Sql-server – SQL Server Query with literals runs instantly, using variables takes minutes

optimizationquery-performancesql server

For Microsoft SQL Server 2017 (RTM-CU20) on Azure running an ERP system (so changing the code here is not an option).

I have a table with over 42 million rows. It's a machine operating stats tracking table. Users enter operating statistics by equipment, date, shift and type of stat (Operating hours, Tons, whatever).

The table has a primary key structure like this (please no comments about nchar instead of nvarchar or storing dates as strings, that's how the ERP vendor provides it and that's just what I have to work with):

equip nchar(12)       This is a 12 character equipment number
key_type nchar(1)     One of two values E for equipment or G - always E here
shift_seq_no nchar(2) Sequence of shifts (usually 00 or 01)
stat_date nchar(8)    Date, YYYYMMDD
stat_type nchar(2)    A code for stat type, OH here (operating hours)
trc_seq_no nchar(3)   A sequence number for when there's more than one entry per shift

It appears that the calling code (java based web app making a JDBC call to the database with JBOSS in the middle of it all) queries a list of equipment scheduled for preventative maintenance in a given date range and goes looking for the most recent stat for each piece of equipment, since the row will contain the cumulative stat value for the equipment.

It then puts together a very long SQL query that effectively does this (replace x with appropriate variables:

select * from table
where (equip = x and key_type = x and shift_seq_no = x and stat_date = x and stat_type = x and trc_seq_no = x)
or (equip = x and key_type = x and shift_seq_no = x and stat_date = x and stat_type = x and trc_seq_no = x)
or (equip = x and key_type = x and shift_seq_no = x and stat_date = x and stat_type = x and trc_seq_no = x)
or ( and on and on)

There are 73 repeats of the 'OR' in total

I generated two queries based upon what I can see is running.

One where I just have a straight up set of 73 sets of literals (equip = '000001234567' and col = 'value' and etc) – this runs instantly.
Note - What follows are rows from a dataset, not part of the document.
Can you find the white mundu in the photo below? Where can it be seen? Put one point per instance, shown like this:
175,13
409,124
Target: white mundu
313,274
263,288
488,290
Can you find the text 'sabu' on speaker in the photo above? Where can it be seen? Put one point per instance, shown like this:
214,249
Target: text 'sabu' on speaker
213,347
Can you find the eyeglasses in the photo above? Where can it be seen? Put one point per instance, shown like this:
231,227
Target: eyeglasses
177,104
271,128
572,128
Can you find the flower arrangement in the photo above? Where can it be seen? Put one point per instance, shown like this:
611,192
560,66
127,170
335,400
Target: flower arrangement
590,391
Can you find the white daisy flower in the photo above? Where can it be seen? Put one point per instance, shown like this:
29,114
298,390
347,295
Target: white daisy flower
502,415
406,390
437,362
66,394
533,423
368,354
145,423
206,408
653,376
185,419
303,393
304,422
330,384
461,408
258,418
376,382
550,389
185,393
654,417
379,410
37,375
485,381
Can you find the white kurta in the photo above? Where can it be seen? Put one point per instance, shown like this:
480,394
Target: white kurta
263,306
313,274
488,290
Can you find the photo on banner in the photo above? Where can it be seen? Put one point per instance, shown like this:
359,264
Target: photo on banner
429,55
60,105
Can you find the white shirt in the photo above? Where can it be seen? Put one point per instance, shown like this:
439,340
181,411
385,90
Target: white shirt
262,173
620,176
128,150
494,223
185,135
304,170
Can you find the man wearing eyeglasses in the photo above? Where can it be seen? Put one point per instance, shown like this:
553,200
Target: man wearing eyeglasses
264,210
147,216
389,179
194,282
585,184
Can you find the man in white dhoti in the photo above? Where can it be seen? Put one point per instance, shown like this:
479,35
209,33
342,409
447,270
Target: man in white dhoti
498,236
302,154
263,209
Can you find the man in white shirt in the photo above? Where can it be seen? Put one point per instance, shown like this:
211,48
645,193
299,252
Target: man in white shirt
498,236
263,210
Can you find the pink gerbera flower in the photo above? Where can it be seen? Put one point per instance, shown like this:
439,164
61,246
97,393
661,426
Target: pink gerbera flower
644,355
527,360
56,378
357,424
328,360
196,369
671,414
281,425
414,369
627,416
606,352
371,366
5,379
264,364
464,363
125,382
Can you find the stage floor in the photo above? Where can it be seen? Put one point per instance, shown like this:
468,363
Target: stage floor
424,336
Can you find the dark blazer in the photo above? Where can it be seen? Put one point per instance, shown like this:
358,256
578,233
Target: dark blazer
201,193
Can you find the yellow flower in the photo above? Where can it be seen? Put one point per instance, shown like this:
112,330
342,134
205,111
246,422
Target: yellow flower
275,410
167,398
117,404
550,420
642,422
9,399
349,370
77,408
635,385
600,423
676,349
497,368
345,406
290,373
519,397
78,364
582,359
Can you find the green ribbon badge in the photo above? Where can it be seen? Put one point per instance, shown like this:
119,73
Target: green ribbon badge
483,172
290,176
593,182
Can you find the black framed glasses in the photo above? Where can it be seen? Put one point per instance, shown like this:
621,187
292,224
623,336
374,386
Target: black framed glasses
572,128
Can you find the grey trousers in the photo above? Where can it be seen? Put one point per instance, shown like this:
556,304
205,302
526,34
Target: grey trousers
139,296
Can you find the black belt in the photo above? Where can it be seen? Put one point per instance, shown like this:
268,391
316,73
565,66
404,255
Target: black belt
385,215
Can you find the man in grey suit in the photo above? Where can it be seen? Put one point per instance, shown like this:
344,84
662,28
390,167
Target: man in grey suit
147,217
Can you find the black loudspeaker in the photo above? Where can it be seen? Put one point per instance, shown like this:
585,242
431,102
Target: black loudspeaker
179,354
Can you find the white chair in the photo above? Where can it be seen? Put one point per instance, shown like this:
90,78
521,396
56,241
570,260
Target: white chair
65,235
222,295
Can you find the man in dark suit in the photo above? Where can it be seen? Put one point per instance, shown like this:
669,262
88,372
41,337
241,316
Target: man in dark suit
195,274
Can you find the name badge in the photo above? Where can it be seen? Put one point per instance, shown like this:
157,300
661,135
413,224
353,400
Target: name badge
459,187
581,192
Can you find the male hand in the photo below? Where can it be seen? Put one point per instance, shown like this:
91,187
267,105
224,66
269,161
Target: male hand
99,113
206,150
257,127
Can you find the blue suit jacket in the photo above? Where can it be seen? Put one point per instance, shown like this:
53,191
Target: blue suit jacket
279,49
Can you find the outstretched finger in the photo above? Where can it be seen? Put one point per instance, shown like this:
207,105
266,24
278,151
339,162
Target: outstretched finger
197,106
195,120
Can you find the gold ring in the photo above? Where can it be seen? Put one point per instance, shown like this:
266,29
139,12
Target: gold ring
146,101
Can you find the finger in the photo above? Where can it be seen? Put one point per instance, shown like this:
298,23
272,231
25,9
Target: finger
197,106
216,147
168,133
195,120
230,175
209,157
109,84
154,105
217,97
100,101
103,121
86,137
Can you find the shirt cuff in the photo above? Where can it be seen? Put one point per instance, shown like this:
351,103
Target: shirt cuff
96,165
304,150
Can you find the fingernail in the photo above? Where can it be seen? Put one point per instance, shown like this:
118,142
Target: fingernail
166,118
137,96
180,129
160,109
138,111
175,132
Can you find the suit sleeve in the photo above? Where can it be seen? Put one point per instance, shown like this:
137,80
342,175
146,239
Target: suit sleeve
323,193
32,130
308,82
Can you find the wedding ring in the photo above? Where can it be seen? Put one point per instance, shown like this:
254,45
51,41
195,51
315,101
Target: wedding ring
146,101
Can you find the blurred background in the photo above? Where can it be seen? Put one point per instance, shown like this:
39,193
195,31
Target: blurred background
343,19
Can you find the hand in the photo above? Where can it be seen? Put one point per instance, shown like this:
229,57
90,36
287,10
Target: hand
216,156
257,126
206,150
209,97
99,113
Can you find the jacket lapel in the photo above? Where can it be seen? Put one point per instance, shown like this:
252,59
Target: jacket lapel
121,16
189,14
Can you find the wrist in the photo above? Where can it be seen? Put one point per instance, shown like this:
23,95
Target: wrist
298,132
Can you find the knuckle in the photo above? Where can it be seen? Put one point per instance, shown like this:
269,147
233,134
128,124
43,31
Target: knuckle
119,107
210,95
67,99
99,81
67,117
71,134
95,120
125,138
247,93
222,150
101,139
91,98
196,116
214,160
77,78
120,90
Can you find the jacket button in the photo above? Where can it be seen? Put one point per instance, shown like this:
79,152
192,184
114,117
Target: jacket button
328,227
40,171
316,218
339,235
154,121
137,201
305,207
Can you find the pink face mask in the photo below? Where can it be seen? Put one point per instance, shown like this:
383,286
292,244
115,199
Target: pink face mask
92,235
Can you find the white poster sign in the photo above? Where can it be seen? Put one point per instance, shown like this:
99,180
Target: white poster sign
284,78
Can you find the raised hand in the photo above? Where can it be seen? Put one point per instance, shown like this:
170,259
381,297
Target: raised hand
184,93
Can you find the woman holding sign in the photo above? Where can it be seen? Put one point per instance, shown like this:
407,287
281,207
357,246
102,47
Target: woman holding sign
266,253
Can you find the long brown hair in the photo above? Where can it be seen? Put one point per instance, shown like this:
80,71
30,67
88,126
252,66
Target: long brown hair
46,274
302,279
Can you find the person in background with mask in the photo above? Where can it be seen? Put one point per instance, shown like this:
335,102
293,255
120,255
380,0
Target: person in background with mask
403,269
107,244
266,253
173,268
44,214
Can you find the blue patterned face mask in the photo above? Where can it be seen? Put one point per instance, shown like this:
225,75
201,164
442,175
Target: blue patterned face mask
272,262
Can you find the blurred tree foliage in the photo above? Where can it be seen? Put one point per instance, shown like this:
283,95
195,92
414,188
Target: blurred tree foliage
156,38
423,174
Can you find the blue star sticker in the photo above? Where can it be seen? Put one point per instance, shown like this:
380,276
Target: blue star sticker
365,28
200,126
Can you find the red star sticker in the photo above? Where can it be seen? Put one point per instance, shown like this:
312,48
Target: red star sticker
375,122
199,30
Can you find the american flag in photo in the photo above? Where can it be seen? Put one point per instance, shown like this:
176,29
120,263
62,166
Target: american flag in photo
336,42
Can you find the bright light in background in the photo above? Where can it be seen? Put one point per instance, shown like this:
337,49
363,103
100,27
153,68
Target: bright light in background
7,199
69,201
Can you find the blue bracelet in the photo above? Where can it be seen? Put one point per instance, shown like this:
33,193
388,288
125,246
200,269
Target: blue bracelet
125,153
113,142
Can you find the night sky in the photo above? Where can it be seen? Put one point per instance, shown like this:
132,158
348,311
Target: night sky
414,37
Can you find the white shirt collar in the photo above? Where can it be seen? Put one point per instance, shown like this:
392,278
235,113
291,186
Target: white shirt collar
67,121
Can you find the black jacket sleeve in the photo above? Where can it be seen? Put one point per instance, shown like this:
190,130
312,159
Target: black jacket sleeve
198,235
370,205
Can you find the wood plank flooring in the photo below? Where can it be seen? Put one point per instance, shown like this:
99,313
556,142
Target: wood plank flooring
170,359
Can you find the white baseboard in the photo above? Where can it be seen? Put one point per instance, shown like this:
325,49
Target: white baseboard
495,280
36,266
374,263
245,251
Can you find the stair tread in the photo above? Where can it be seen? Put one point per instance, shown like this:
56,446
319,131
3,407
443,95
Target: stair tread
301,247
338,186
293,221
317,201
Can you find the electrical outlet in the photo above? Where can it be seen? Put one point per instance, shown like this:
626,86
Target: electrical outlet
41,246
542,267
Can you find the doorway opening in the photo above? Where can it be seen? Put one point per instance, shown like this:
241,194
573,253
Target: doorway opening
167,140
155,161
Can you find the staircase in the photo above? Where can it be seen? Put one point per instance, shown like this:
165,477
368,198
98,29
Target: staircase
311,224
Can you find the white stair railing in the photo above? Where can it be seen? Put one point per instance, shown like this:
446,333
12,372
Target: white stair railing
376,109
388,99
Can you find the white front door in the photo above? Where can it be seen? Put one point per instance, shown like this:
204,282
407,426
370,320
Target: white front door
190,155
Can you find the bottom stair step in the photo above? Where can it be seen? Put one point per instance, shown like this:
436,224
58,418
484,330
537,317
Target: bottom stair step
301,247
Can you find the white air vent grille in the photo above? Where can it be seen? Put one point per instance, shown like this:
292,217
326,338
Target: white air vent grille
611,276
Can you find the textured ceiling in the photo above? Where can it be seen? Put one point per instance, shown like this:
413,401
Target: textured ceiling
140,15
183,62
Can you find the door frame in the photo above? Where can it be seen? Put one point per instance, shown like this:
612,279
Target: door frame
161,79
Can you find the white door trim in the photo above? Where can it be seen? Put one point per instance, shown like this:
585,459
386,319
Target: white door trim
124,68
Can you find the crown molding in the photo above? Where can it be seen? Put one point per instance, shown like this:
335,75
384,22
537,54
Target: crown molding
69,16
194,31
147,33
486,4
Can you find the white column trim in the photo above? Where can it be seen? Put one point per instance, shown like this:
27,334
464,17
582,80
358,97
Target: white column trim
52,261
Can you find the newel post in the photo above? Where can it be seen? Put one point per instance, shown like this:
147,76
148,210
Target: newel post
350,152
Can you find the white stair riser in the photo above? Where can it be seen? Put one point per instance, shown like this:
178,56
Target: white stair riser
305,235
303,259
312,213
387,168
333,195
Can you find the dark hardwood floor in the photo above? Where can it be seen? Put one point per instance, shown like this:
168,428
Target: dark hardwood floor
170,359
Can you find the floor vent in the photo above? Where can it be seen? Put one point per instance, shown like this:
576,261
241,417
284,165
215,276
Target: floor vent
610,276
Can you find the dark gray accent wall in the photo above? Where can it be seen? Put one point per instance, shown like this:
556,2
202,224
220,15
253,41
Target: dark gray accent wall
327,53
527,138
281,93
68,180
The actual execution plan shows a Clustered Index Seek (Clustered) in a Nested Loop with a Constant Scan showing 73 executions of 1 row read and a run time of less than 1 second

I then took the same query and declared 428 variables and plugged them into the query in place of the 428 literals instead. The actual execution plan shows a Clustered Index Scan (Clustered) in a single step (Execution plan says SELECT -> Filter -> Clustered Index Scan). The hint shows all 42,271,100 rows read with a run time of 5 minutes and 34 seconds when run in SSMS. This is a web based application and the debug tracing through the online app comes in at over 8 minutes. You can imagine that just isn't deemed acceptable for an online screen.

Now that the long story is complete, does anyone have any recommendations of SQL Server tuning that might be able to be done in order to make this query run via variables the same way it runs with literals since I can't touch the code.

I think I'll be sending this back to the vendor for analysis as well, but I was hoping that someone here in the brain trust might have an idea for a quicker solution (since my Google Fu has failed me at the moment).

I've seen several articles about this happening when querying a view and the general solution seems to be "add a WITH (RECOMPILE) hint" but I'm not using a view here, I'm querying a table directly.

Thanks in advance for any help here. I'm primarily an Oracle guy and know enough about SQL Server to be dangerous.

Best Answer

The root cause of this is simple. The query optimizer makes row estimates to determine how it's going to resolve the query. The row estimates are based on the statistics for the columns involved. When you give the optimizer literals, it uses exact values to look at the statistics for row estimates. In this case, those estimates result in a plan that gives you the seek, meaning it's found that for the specific value there are only a few matching rows and it uses the index to find those rows.

When you give the optimizer a variable, it can't know what the value within the variable is. So, instead of looking at the statistics for a specific value and making the row estimates based on that, it uses an average based on the overall selectivity of the statistics. In this case, an average suggests to the optimizer that lots of rows are likely to match so a scan is the more efficient mechanism for retrieval.

First thing I'd try is an update to the statistics. It's possible that they're out of date and the row estimates with a variable are just inaccurate. For the best possible statistics, use the FULL SCAN option. That will take longer and use more resources.

Next, possibly changing the query to a stored procedure and using parameters instead of local variables could result in better plans. This is because parameter values are known at compile time through a process called parameter sniffing (sorry, I didn't name it). You may see more consistent behavior because of parameter sniffing (although, sometimes you can see inconsistent behavior because of parameter sniffing).

Next, yes recompile could help. It may be that your data is just too wildly skewed for the row estimates to ever be consistently right. Recompiling every time you execute will mean that a plan unique for the values passed will be generated. Further, recompiling means that the variable values are now known and the sniffing process is applied.

It's also possible that the query just needs some restructuring. Lots of ORs like that with long lists of filter criteria sounds like a catch-all query. Recompile can help there, but you also might be better off restructuring to either nested procedures (73 of them is a lot though) or using dynamic T-SQL to build individual queries instead of long, lists of OR statements.

The last thing you have is that you're on SQL Server 2017. You can enable Query Store and use plan forcing to make it use the plan that performs better.